Иван мотнул головой, моргнул и уткнулся в подушку, зашедшись беззвучным смехом.

— Ты чего? — не понял Серый. — Что тут смешного-то? Или я чего-то не понял?..

Царевич повернул раскрасневшуюся физиономию к другу.

— Так это была аллергия!

— Кто?

— Аллергия. На кошек. Это вроде сглаза, только хуже. Происходит реакция флюидов тела на внешний раздражитель, выраженная насморком, головной болью, отечностью, и так далее. Понимаешь?

Серый на мгновение задумался, потом лицо его просветлело озарением:

— Ага! Понимаю! У меня, значит, тоже есть арлергия! На зиму! А я-то думал…

Иван озадачился подобным умозаключением, но спорить не стал — риторическая составляющая его оккультного образования не простиралось настолько далеко. И, подозревал он с изрядной долей вероятности, вряд ли чьи-либо полемические изыски выдержали бы таран простой логики отрока Сергия.

— Так вот, — откашлялся он. — Вертизель стоял ко мне совсем близко, и как раз собирался мне что-то то ли выцарапать, то ли выковырять, когда я сказал заклинание невидимости, но, по видимости, опять…

— Принц Йохан! Вы уже проснулись! — дверь приоткрылась, и в образовавшуюся щелочку просунулся длинный счастливый нос.

— Входите, он уже принимает! — приглашающе взмахнул последним бананом Волк, и в дверях показались счастливый лоб, счастливые пальцы, счастливые плечи, а за ними и все остальные счастливые части счастливого мэра счастливого Ингота.

— Доблестный принц Йохан и отважный рыцарь Серхио приглашаются на праздничный банкет на городской площади! Гости ждут!

За окном грянул салют.

— Значит, ты точно не хочешь этот перстень? — Иванушка щедрым, но не очень, жестом протянул кольцо Волку.

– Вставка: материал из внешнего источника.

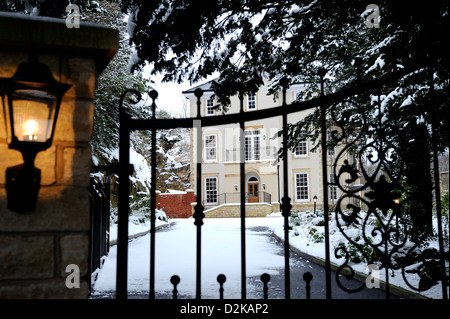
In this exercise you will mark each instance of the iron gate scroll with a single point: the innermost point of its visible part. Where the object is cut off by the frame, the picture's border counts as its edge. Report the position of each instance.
(372, 200)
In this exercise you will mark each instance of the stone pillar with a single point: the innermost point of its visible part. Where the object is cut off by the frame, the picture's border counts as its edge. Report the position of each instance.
(36, 247)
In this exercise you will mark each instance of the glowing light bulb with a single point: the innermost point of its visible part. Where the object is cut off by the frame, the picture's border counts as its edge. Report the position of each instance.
(30, 129)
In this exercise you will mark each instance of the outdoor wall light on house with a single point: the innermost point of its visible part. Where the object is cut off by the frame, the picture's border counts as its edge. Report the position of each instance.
(31, 99)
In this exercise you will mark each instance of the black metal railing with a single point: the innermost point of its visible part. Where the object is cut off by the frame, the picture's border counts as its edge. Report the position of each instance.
(374, 185)
(99, 193)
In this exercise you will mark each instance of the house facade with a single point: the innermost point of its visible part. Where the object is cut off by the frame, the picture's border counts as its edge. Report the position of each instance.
(263, 170)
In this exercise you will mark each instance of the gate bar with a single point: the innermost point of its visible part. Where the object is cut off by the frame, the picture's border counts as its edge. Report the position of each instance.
(153, 95)
(286, 206)
(437, 193)
(323, 132)
(242, 182)
(198, 214)
(123, 199)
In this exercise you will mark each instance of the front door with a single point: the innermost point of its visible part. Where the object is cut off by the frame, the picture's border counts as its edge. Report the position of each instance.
(253, 192)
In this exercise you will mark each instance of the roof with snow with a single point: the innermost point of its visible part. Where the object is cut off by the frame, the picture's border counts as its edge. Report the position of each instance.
(206, 87)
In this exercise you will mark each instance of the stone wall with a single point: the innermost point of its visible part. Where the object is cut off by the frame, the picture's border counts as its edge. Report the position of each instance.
(36, 247)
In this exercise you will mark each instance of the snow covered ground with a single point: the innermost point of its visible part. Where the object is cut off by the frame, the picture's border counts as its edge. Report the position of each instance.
(176, 253)
(301, 239)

Тот с явной досадой взял его, покрутил еще раз в руках, и крайне неохотно вернул царевичу.

— Нет. Вернее, конечно, очень хочу, но он же мне размера на три велик. Потеряется — вот досада-то будет. Ладно уж, носи. Пока. Может, у меня когда-нибудь пальцы растолстеют, и тогда я у тебя его заберу. Договорились?

— Ну, договорились, конечно, но ты же его можешь на шнурке носить вместе с амулетом-переводчиком, на шее…

— Да ну… — пожал плечом Волк. — Зачем нужно кольцо, если его все равно никто не видит? Носи уж. Пока.

— Ну, смотри. Передумаешь — оно твое.

— Оно и так мое. Только я тебе его напрокат дал, — уточнил ситуацию отрок Сергий.

— Конечно-конечно, — поспешил подтвердить царевич, надевая чудо-перстень на средний палец правой руки, как было предписано.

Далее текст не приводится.